Analysing, Visualising, and Forecasting of Covid-19 Spread in India Using Python
Currently, there is a lot of visualization and statistics available about the Coronavirus spread all over the internet. With so much information and expert opinions, It is difficult to analyze the information and its impact on situations. For example, different nations are adopting different strategies to implement lockdowns, following social distancing norms in affected areas, and so on. There is no straight solution available to resolve the current situation as it also depends on many other factors to handle the situation carefully. This article is an attempt of forecasting and analyze Coronavirus (COVID-19) spread in India.
Introduction
Coronavirus is an RNA (Ribonucleic acid)virus consisting of positive-sense single-stranded RNA of approximately 27–32 kb. Coronavirus belongs to the family Coronaviridae, which comprises of alpha, beta, delta, and gamma coronaviruses. The virus is known to infect a wide range of hosts including humans, other mammals, and birds. In India, 1.34 billion people have been following lockdown, maintaining social distancing and other precautions as per guidelines issued by Government of India.
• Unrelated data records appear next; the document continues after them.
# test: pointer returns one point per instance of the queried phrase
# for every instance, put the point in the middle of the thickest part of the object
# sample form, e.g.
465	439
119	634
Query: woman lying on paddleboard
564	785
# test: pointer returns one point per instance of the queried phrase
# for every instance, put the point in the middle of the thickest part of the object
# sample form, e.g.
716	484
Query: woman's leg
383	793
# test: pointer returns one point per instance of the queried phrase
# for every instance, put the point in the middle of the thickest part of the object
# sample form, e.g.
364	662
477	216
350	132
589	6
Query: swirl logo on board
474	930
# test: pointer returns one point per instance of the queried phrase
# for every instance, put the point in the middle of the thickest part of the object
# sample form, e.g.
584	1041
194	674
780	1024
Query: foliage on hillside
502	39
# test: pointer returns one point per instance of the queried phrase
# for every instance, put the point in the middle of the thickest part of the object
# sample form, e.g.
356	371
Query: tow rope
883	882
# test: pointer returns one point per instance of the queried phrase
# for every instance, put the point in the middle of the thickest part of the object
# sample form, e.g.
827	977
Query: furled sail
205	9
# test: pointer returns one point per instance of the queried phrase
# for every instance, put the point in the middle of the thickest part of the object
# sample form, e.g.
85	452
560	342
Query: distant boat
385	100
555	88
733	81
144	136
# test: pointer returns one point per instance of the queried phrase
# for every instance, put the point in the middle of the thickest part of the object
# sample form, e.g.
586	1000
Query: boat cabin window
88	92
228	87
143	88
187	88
Therefore, I have tried to cover impact of COVID-19 on Indian population.
Objective
The objective of this article is to get the required data for analysis and gain visibility on COVID-19 by enabling the gathering of all relevant data.
Table of Contents
- Technical Prerequisites
- Gather COVID-19 Data
- State Wise Mortality Rate In India
- State Wise Analysis Before and After Lockdown
- Active Case Forecasting
- Confirmed Case Forecasting
Prerequisites
- Have Python 3.1 or above version installed
- Install Pandas, Plotly, Maltplotlib, Scikit-learn
Gather COVID-19 data
With various attempt to clamp down the effect of COVID-19 on the world, various research works and innovative measures depends on insights gained from the right data, so i decided to use Covid19India API, below is the code for fetching state wise details from the api.
import numpy as np
import pandas as pd
import matplotlib.pyplot as plt
import plotly.graph_objects as go
import plotly.express as px
pd.set_option('display.max_rows', None)
import datetime
from plotly.subplots import make_subplots
from scipy.optimize import curve_fit
import warnings
warnings.filterwarnings("ignore")
latest = pd.read_csv('https://api.covid19india.org/csv/latest/state_wise.csv')
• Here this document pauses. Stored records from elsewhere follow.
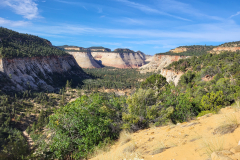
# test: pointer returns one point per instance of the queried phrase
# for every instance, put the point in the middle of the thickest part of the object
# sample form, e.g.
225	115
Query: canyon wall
159	62
119	60
220	49
85	59
179	50
171	76
38	73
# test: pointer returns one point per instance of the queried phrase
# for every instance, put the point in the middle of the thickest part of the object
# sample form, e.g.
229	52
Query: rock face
220	49
39	73
159	62
179	50
119	60
96	57
85	59
171	76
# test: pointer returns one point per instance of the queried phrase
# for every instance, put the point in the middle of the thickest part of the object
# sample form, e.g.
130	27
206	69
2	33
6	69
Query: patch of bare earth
207	137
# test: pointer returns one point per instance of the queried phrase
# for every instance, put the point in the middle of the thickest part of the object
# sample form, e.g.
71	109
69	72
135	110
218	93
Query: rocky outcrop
171	76
159	62
148	58
85	59
220	49
39	73
119	60
178	50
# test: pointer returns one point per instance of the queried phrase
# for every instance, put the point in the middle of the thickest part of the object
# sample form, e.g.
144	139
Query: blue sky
152	26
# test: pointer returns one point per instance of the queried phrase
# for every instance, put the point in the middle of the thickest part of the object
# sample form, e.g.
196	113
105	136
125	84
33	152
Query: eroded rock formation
39	73
85	59
119	60
179	50
159	62
220	49
171	76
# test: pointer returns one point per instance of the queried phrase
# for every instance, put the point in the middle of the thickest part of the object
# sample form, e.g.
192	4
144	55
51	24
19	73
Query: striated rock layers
171	76
119	60
84	59
159	62
179	50
38	73
220	49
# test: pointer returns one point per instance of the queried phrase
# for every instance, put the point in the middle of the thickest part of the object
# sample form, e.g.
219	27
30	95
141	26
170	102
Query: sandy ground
194	140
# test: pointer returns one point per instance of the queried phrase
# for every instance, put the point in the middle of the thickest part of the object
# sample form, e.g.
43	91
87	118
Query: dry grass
161	148
131	148
125	137
213	145
227	126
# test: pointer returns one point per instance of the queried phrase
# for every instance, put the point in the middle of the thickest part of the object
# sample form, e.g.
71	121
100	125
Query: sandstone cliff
220	49
159	62
39	73
171	76
179	50
119	60
84	59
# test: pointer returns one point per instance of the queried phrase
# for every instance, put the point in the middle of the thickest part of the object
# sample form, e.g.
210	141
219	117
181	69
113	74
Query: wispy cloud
180	7
146	8
238	13
10	23
27	8
104	43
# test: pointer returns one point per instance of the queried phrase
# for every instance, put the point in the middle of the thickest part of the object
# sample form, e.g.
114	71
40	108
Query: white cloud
176	6
238	13
145	8
105	43
5	22
27	8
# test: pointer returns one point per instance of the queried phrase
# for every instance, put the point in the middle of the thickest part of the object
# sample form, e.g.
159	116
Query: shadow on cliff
99	62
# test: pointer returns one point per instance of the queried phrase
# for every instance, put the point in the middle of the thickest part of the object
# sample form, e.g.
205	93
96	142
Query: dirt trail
194	140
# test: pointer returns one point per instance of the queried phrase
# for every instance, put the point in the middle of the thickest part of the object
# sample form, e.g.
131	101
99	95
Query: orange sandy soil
193	140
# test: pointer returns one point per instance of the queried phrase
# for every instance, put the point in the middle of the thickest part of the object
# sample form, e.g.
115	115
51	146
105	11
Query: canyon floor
193	140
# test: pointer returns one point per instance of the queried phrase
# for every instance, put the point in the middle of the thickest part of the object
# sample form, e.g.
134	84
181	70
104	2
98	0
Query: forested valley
78	119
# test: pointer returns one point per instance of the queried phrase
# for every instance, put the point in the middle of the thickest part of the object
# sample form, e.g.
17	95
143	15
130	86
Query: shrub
83	124
212	101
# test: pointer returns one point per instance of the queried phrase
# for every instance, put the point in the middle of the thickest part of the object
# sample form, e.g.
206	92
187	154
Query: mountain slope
196	139
30	62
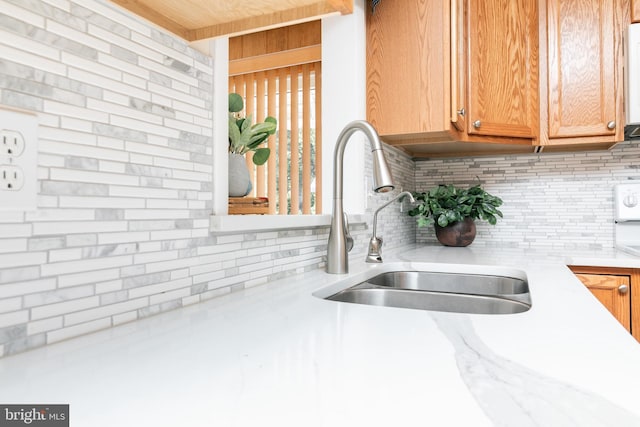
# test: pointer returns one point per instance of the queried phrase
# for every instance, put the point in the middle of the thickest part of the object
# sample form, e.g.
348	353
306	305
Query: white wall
343	100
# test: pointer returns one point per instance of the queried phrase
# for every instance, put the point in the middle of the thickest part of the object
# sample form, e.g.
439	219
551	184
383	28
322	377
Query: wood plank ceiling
202	19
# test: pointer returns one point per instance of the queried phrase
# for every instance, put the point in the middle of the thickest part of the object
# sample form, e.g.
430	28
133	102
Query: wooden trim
282	142
303	55
271	164
263	22
295	166
306	136
345	7
318	83
635	303
249	82
634	274
260	116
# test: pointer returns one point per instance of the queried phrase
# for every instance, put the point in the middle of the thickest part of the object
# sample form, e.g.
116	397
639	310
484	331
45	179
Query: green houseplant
243	138
452	211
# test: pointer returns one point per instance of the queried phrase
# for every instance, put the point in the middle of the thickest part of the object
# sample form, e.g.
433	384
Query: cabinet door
582	51
613	292
502	52
408	67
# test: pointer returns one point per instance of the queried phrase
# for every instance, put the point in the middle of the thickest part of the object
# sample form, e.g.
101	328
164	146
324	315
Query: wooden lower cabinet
618	289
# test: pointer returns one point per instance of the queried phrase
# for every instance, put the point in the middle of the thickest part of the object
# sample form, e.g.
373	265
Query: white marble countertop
276	355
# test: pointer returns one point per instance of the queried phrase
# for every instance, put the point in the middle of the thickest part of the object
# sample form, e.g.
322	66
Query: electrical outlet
18	160
11	178
11	143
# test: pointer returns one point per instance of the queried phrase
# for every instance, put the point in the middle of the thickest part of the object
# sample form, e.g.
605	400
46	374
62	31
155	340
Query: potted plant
244	137
452	211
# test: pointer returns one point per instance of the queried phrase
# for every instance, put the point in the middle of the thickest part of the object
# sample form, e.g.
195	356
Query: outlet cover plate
19	156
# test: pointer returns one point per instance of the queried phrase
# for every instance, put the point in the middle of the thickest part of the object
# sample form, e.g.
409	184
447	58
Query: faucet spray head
382	180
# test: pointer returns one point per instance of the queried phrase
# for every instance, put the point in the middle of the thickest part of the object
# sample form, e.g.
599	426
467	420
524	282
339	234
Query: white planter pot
239	178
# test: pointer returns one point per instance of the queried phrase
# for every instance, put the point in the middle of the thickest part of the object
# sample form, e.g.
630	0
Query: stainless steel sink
459	293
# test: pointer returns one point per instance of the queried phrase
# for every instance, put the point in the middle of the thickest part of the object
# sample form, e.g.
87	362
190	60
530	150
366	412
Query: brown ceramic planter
458	234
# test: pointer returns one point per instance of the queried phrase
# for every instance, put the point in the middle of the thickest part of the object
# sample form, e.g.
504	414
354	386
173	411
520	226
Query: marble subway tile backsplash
552	200
125	179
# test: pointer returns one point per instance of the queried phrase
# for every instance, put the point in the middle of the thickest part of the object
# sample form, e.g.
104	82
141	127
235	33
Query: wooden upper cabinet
434	67
408	67
502	52
614	292
584	68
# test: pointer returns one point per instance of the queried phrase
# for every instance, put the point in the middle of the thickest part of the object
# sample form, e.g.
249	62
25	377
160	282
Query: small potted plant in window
245	137
452	211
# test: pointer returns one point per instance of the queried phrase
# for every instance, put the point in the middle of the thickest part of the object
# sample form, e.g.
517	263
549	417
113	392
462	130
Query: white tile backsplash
125	192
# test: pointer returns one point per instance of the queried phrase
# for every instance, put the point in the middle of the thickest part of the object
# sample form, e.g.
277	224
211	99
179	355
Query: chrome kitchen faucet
337	256
375	244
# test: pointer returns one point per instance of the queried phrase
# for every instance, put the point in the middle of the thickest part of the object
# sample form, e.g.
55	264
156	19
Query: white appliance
627	217
632	82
state_wise_daily = pd.read_csv('https://api.covid19india.org/csv/latest/state_wise_daily.csv')
state_wise_daily = state_wise_daily.melt(id_vars=['Date', 'Status'], value_vars=state_wise_daily.columns[2:], var_name='State', value_name='Count')
state_wise_daily = state_wise_daily.pivot_table(index=['Date', 'State'], columns=['Status'], values='Count').reset_index()
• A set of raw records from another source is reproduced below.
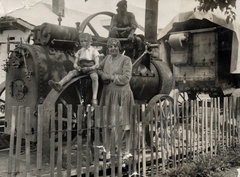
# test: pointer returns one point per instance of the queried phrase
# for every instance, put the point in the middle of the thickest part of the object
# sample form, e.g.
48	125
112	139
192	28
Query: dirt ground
232	172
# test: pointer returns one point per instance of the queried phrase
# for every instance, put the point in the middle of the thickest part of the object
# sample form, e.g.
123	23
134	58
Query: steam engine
31	66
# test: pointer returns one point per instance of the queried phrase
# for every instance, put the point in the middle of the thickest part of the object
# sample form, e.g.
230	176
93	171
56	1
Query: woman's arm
124	78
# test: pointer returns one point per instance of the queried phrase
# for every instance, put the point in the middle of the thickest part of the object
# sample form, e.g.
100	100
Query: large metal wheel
71	94
161	112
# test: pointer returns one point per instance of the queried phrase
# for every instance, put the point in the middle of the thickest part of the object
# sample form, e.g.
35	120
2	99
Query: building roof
208	19
37	14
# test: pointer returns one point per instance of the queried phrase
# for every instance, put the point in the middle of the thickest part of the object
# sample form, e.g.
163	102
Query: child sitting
86	61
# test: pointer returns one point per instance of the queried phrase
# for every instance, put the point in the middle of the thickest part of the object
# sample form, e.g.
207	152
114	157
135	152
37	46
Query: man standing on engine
124	25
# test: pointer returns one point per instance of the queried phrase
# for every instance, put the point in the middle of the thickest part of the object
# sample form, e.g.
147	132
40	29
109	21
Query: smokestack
151	18
58	7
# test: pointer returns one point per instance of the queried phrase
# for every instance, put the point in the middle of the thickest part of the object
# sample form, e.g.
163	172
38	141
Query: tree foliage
225	6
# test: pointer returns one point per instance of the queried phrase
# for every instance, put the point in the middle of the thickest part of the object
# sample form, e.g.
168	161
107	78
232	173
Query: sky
167	8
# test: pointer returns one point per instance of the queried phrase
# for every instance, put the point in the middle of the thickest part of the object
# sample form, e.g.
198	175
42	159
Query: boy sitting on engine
86	61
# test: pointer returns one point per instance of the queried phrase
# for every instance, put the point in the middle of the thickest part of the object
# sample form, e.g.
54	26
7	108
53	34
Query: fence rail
165	136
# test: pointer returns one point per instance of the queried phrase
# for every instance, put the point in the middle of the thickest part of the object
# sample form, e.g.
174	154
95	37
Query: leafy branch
224	5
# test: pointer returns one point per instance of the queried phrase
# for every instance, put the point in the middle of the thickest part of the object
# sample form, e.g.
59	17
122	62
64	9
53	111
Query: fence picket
11	145
156	137
69	139
113	142
52	143
198	132
183	116
206	126
80	118
215	125
144	122
119	142
172	141
187	131
19	139
151	136
39	138
105	136
96	142
27	141
60	134
211	128
223	123
238	117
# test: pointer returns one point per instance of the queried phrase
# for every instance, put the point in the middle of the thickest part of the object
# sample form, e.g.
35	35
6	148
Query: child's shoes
94	102
55	85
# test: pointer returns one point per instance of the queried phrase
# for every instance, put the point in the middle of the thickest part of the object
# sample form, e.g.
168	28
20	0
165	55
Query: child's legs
94	77
68	77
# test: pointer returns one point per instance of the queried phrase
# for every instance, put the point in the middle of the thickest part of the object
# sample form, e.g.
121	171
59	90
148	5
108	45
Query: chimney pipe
151	18
58	7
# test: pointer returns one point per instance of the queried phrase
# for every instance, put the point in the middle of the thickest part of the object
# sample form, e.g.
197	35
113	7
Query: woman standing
115	72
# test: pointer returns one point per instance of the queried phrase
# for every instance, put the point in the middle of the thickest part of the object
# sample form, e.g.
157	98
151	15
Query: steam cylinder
30	67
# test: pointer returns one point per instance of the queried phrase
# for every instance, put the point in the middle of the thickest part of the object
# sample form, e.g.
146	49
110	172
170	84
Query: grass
207	166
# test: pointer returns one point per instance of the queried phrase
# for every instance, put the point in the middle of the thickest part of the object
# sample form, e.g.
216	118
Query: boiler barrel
47	32
158	80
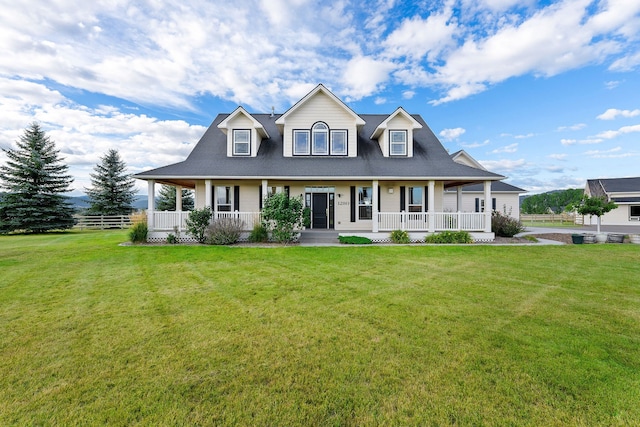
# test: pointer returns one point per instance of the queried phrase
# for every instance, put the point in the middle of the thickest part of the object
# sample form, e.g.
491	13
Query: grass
93	333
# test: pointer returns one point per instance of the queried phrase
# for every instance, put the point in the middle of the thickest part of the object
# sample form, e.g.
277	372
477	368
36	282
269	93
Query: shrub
449	237
354	240
197	223
282	215
259	234
400	236
224	231
505	226
138	233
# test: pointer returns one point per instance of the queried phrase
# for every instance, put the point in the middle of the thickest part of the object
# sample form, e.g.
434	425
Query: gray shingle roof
209	159
601	187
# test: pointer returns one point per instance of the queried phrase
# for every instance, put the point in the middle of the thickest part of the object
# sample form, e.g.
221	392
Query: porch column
178	198
207	193
487	206
431	201
265	188
374	208
151	202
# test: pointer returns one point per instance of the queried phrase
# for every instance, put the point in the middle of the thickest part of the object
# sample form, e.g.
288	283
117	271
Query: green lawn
92	333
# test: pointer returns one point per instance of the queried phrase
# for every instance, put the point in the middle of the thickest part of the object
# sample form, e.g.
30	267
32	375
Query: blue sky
543	92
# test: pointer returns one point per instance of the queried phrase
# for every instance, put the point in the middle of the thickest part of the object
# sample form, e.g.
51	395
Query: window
398	142
241	142
415	199
223	199
364	203
339	142
301	142
320	134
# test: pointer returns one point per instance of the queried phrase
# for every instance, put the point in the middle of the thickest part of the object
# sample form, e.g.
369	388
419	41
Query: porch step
314	237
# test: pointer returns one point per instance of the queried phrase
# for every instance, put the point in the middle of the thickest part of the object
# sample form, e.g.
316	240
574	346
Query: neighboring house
366	174
505	197
625	192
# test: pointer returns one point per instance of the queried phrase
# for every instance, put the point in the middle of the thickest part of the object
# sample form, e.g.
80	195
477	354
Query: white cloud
577	126
557	38
84	134
581	141
512	148
475	144
610	134
504	165
451	134
408	94
363	76
613	113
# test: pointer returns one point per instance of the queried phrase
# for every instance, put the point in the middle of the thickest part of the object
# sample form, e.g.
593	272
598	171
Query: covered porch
429	220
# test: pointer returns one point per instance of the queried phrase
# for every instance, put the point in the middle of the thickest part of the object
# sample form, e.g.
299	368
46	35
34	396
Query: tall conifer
112	190
33	179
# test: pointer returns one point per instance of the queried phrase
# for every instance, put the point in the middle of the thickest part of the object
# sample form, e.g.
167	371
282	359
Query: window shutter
426	198
353	204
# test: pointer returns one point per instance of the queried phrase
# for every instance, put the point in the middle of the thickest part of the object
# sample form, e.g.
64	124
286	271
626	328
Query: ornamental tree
34	179
597	206
167	199
282	215
112	190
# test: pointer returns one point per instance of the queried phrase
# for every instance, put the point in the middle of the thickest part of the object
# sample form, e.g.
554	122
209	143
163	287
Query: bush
449	237
400	236
259	234
138	233
197	223
224	231
354	240
505	226
282	216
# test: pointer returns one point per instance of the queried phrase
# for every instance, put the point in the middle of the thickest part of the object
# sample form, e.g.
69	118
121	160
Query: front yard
95	333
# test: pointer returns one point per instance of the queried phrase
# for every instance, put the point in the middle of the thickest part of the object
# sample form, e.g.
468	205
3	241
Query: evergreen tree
112	190
167	199
34	178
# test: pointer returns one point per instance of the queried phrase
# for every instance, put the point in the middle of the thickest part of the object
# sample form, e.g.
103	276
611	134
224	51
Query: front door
319	210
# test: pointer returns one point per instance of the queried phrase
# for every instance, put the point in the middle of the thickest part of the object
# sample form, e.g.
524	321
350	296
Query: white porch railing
167	220
442	221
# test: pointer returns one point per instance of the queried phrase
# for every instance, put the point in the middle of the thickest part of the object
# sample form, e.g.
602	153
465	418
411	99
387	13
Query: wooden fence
561	217
102	221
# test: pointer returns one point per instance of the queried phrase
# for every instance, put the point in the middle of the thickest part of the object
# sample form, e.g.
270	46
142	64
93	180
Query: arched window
320	138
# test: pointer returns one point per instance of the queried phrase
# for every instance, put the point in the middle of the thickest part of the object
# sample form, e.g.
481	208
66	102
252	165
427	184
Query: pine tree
112	190
167	199
34	178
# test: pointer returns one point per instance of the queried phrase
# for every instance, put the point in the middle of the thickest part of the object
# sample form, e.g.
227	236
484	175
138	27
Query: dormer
320	125
464	158
395	134
244	133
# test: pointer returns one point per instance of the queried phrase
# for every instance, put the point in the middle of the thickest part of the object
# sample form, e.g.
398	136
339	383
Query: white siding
320	108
state_codes = {code:state for code, state in zip(latest['State_code'], latest['State'])}
state_codes['DD'] = 'Daman and Diu'
state_wise_daily['State_Name'] = state_wise_daily['State'].map(state_codes)
state_wise_daily=state_wise_daily[state_wise_daily.State_Name!="Total"]
state_wise_daily['Date'] = pd.to_datetime(state_wise_daily['Date'], dayfirst=True)
state_wise_daily.sort_values('Date', ascending=True,inplace=True)
Above code, specified below details
- 2 sources of Data latest and state_wise_daily
- Mapped State code with State Names
- Aggregated and sorting of data day wise
So now we have the aggregated day by day states number of confirmed , deceased and recovered cases.
State Wise Mortality Rate in India
For finding Mortality Rate per 100 people use below code.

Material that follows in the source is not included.